Although notice will be taken of the Maria Padilla of M. Paul Gervais, it will not be on account of its surpassing merit. The artist has chosen for his subject the narrative of a chronicler: "When the beautiful favourite took her bath it was the custom for the king (Peter the Cruel) and his courtiers to go and keep her company." M. Gervais has elaborated this text according to his fancy, and in such a manner as to render it difficult to exhibit his picture in public. One marvels what historical passage authorises such a grave impropriety and so improbable an interpretation of the theme. The figure of Maria Padilla is erect in the midst of the court, while the king, who is buried in the depths of an armchair, scans her from head to foot, the courtiers grouped behind and the maids of honour in front! It is astonishing that a scene in such bad taste should have tempted so talented a man as M. Gervais.

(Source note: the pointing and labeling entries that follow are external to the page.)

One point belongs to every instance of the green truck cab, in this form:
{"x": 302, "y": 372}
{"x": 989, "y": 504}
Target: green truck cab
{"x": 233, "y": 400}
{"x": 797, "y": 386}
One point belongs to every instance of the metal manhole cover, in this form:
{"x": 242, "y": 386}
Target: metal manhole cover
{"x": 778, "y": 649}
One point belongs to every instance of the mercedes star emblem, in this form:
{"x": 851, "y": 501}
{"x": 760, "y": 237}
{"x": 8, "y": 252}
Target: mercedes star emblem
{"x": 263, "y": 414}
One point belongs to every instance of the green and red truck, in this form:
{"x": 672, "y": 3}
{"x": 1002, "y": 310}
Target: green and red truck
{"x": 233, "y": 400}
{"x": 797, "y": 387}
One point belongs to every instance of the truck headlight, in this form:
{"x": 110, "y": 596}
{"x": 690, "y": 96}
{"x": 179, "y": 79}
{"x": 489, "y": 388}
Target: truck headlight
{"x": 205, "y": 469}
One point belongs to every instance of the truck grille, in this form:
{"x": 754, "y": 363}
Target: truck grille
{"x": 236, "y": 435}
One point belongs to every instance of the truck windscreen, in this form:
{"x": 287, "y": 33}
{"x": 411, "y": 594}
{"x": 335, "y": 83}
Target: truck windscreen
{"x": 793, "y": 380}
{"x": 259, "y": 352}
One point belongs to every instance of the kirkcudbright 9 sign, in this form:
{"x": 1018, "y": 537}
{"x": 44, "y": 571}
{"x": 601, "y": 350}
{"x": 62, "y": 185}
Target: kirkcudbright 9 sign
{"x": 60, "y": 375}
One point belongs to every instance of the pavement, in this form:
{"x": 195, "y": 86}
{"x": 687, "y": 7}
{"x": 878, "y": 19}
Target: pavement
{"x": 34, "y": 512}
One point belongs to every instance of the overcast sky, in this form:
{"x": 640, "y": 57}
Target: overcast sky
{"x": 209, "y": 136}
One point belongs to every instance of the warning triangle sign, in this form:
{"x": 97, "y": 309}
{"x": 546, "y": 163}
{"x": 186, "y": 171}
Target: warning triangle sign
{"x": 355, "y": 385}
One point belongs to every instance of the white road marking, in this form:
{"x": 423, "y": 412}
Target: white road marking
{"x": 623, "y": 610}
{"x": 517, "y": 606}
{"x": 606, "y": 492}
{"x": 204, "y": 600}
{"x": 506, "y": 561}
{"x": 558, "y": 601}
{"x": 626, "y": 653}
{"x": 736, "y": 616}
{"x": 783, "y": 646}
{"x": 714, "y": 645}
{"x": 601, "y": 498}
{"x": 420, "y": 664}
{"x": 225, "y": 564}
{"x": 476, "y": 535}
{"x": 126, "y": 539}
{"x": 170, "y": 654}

Around 1900 Gervais produced the painting Fright, now lost but reproduced as the frontispiece to Filson Young's The Complete Motorist (1904).
It depicted nymphs and centaurs fleeing from a car that is approaching them along a winding coast road with its headlights blazing.
The painting was exhibited at the 1904 Salon.
In 1909 he created a huge painting that covered the north wall of the Salle Empire of the Hôtel de Paris Monte-Carlo.
It depicted nubile young women playing with peacocks and cheetahs, watched by a catlike Sphinx.
Gervais made original watercolor illustrations on Japanese paper for a special edition of Le Maison sur le Nil by Pierre Louÿs, which was sold for a high price in 1909.

==Publications==

- Pierre Louÿs (1896). "Aphrodite – moeurs antiques – 68e éd."